A car door slamming.

Distantly: ‘Yeah.’

‘Did you remember to get wine?’

‘What do
you
think?’

Weatherell entered the kitchen through the unlocked door. On the table he set down a carrier bag containing three bottles of wine. He shrugged a bag made heavy with books and essays from his shoulder and set it on the floor, near the doorway. He took off his jacket and hung it on a kitchen chair, then removed his tie. He dangled it over the jacket. He kissed his wife on the forehead, then the lips.

‘I thought you’d forget.’

‘Yeah, right.’ He jiggled on the spot. ‘I’m bustin’,’ he said. He made an exaggerated waddle towards the door.
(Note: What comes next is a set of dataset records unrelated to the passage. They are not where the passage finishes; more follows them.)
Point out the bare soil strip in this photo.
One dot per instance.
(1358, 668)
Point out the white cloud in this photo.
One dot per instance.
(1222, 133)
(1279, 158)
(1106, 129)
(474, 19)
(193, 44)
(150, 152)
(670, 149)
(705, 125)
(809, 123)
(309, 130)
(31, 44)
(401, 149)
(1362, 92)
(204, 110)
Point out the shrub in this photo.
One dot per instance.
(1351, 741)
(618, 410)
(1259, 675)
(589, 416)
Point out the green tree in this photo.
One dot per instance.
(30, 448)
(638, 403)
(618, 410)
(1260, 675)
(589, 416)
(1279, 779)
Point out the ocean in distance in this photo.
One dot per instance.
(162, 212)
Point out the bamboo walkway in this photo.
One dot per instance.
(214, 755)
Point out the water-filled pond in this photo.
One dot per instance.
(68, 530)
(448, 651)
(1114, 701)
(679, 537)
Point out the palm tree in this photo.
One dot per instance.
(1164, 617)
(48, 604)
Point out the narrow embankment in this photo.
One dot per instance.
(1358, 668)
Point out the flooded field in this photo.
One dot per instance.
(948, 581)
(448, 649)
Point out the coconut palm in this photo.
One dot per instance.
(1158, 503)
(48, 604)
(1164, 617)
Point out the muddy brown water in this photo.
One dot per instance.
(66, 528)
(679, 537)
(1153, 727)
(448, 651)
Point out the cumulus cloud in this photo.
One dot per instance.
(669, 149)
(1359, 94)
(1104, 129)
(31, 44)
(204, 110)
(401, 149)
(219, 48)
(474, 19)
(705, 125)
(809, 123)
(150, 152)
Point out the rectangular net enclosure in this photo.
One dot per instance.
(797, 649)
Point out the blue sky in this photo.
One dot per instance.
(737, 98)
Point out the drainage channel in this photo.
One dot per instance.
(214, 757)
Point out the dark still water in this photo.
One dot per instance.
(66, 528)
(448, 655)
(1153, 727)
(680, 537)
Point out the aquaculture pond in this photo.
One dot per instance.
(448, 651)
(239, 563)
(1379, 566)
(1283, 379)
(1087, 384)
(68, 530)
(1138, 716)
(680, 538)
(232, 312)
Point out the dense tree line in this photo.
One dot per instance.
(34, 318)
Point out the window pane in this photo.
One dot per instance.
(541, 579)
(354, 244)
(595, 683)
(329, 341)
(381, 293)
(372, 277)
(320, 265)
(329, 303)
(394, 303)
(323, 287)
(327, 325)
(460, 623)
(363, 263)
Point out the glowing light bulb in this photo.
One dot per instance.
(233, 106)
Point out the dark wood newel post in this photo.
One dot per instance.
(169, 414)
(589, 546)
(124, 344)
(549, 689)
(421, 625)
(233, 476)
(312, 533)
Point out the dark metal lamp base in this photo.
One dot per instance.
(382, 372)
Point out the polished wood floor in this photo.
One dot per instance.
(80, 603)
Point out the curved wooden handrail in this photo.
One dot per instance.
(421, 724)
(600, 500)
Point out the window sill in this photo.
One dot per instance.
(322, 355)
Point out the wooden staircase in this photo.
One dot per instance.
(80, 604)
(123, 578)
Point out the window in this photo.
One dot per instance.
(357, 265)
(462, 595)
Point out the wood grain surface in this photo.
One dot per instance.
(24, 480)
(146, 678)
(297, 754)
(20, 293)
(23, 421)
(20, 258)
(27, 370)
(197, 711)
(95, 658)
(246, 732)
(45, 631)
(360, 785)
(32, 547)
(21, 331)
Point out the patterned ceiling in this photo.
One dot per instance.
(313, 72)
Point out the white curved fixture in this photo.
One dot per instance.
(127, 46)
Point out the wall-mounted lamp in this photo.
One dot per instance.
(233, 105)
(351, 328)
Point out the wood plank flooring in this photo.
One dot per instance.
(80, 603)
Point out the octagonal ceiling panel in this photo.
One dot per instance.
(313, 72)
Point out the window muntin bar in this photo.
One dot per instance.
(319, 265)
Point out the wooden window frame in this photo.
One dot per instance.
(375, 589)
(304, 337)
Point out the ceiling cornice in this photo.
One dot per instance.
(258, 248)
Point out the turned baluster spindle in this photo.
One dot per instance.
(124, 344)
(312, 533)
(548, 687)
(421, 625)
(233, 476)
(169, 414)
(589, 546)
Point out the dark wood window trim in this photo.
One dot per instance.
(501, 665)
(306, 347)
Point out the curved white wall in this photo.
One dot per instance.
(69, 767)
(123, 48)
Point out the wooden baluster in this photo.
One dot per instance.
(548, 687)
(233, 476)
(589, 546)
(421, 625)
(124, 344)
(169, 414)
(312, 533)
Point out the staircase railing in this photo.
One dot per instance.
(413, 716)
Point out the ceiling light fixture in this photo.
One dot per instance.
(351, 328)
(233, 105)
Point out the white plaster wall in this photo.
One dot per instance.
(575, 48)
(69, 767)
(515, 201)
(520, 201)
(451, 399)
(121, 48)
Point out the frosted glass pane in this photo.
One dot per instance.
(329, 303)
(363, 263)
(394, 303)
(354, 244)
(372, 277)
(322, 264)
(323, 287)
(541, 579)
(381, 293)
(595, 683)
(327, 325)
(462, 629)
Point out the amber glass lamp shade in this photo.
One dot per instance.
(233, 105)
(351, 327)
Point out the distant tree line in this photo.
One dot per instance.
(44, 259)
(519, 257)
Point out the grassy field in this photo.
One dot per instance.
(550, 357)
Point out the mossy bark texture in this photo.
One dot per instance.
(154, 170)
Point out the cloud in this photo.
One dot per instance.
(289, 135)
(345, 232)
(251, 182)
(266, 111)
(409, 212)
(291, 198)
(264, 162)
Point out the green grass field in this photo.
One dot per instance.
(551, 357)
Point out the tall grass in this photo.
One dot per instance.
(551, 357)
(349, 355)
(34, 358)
Holloway threw himself behind the sofa again. He heard the swish of Weatherell’s trousers and the slight exertion of his breath as he hurried past. There was a toilet in the hallway. Weatherell’s grunt of relief was followed by a powerful, extended surge of urine on water. Then there was silence as he shook and zipped. The roar of the flush. Weatherell kicked off his shoes in the hallway and returned to the kitchen in stockinged feet. He left a trail of sweaty footprints on the parquet floor. Holloway watched them evaporate. His skin crawled with shame and disgust.

In the kitchen, Weatherell said: ‘How’s it been?’

‘Bad today. I read.’

‘That’s good, love. That’s really good.’

‘Are you even listening to me?’

‘Course I am. I mean it’s good you got to read.’

‘Are you OK?’

‘Course. Yeah.’

‘Why are you so early?’

He took a corkscrew from the cutlery drawer and opened the wine.

‘What’s the point of being there at all,’ he said, ‘if you don’t get to leave early, every now and again?’